Joseph Prevratil, president and CEO of Queen's Seaport Development Inc., says he anticipated the falling out with Adler and already is talking with other, unnamed developers. He has just 10 days before the bankruptcy court's deadline to come up with a plan of his own, after which there will be open bidding.
The most interesting prospect appears to be investor Barney Ng, who surfaced immediately after Adler's withdrawal last week. Ng already is into the Queen Mary for $24 million, which is the amount he has loaned to Prevratil during recent years.
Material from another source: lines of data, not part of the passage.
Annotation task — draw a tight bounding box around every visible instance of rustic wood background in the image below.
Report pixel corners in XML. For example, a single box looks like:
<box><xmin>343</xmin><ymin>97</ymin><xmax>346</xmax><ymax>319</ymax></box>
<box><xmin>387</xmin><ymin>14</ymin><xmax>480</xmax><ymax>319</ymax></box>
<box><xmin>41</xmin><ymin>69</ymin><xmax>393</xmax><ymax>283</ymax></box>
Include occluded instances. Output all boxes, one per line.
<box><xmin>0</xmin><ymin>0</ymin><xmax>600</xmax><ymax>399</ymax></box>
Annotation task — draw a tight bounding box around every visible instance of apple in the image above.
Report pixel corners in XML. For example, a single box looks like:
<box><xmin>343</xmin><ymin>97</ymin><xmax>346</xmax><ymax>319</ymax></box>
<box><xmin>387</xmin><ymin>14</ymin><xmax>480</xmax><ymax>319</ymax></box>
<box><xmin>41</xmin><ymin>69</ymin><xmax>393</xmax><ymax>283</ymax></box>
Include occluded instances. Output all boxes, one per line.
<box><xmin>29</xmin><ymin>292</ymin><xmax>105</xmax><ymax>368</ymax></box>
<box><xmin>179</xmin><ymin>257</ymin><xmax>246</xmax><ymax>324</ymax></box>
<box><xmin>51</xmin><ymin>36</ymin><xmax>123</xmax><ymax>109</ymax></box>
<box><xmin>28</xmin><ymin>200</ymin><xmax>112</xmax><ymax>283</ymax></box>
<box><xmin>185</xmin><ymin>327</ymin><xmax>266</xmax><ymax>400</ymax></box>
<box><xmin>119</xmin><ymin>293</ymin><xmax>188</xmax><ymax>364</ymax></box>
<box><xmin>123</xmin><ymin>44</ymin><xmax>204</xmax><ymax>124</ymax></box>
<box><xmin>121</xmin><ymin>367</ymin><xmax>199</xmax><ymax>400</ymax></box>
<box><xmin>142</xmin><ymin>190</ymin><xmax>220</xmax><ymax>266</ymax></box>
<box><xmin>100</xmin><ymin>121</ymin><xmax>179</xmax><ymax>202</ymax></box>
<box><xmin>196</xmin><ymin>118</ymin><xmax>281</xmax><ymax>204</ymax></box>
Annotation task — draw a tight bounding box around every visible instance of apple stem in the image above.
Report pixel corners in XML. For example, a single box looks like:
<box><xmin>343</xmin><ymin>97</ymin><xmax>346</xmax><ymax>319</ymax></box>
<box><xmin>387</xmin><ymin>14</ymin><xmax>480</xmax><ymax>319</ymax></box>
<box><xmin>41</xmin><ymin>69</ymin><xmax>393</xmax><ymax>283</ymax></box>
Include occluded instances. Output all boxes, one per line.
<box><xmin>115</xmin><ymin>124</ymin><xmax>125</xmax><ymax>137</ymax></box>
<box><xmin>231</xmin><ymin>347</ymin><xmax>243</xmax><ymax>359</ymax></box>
Until now, it was assumed that he was on the sidelines, watching hopefully while Prevratil backed a $35 million proposal from Adler and a partner, music impresario David Arden (brother-in-law of rock star Ozzy Osbourne), as a way out of bankruptcy.
But now Ng says he is a player, and will have a proposal of his own within two weeks. He says that, unlike others, he is interested not just in the valuable acreage that goes with the package but in the ship itself. He told reporter Jason Gewirtz that other developers of the site look at the aging transatlantic liner as a liability, but that is exactly the wrong approach. It should be a centerpiece.
That's refreshing. If there's one thing this old ship doesn't need it is to be a deteriorating afterthought. The Queen either should be balled up for scrap or buffed up and presented as an attraction, not a leftover.
Making this happen won't be easy. Whether or not Prevratil can come up with a solution before the deadline, the bankruptcy court must decide whether he or City Hall is right in a dispute over unpaid rent credits that now add up to nearly $5 million. Then, what about Prevratil's nonprofit RMS foundation? He controls both the for-profit QSDI, which has the 66-year master lease, and the nonprofit foundation, which operates the ship. Those relationships must be untangled.
Could there be room for a skipper aboard the old ship in the new enterprise? Prevratil says he wants to retire, and anyway the once warm feelings between him and city officials have turned as cold as the North Atlantic.
There are some things even a bankruptcy judge can't fix.